In England, researchers are considering the benefits of using polygenic scores in National Health Service checks for cardiovascular disease, a well-studied area of genetic risk. The new article and the English effort draw from the PGS Catalogue, an open database built by Samuel Lambert, of the University of Cambridge Department of Public Health and Primary Care, and his colleagues to provide scores and methods that can be reused and adapted for clinical use.
He says he’d recommend PRS with confidence to his family members – in particular, certain in-depth cancer assays – “provided [the results] would be interpreted in collaboration with a health care professional who understands genetics (for example, a genetic counselor) with carefully vetted information on the validity and actionability of the test result.”
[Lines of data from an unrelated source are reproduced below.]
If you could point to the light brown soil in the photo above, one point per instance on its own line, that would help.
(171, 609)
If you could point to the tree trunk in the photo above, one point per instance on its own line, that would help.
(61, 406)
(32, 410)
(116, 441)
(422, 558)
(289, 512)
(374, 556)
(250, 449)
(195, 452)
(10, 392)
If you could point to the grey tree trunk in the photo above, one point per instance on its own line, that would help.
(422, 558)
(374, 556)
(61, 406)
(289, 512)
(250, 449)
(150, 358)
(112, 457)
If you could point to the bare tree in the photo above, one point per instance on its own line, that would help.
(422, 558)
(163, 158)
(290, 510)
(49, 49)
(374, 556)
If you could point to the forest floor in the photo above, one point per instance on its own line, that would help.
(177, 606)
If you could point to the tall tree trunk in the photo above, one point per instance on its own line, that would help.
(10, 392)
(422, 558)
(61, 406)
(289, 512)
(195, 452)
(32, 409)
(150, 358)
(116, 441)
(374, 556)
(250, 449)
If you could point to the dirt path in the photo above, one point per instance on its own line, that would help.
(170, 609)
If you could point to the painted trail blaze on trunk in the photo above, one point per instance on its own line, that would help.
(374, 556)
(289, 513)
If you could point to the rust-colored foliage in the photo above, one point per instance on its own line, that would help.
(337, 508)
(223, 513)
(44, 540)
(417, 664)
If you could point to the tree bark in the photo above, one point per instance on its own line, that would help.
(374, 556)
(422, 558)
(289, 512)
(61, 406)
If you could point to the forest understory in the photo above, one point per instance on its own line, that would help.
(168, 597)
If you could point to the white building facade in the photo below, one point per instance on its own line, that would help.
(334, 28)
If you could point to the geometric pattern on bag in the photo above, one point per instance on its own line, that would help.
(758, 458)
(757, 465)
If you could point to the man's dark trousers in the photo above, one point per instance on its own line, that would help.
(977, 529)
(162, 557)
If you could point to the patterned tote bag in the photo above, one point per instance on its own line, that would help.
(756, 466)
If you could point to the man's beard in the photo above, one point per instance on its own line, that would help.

Mr. Lambert feels it’s important to understand that PRS testing isn’t deterministic. “The risk information is inherently probabilistic and relative (for example, you have a four times higher risk than the average person, but if the disease prevalence is 0.5%, this is a small absolute difference),” he says.
“The PRS also explains a fraction of the variability of risk in the population and thus shouldn’t be used alone but in combination with other established risk factors and tools to predict future risk when they exist,” Mr. Lambert says.
“And thirdly, most current PRS are less accurate in those of non-European ancestry due to a lack of ancestral diversity in the cohorts and datasets that have been used to develop these PRS; special attention must be paid to make sure that the PRS results are valid for the individual,” he adds.
Funding for the study was provided by the NIH National Human Genome Research Institute and NIH, the American Heart Association, the National Heart, Lung and Blood Institute, the National Institute of Diabetes and Digestive and Kidney Diseases, and Massachusetts General Hospital. Dr. Vassy is an employee of the U.S. Department of Veterans Affairs; the views expressed do not represent those of the VA or the U.S. government. Mr. Lambert is an employee of Cambridge-Baker Systems Genomics Initiative, Cardiovascular Epidemiology Unit, Department of Public Health and Primary Care.
A version of this article first appeared on Medscape.com.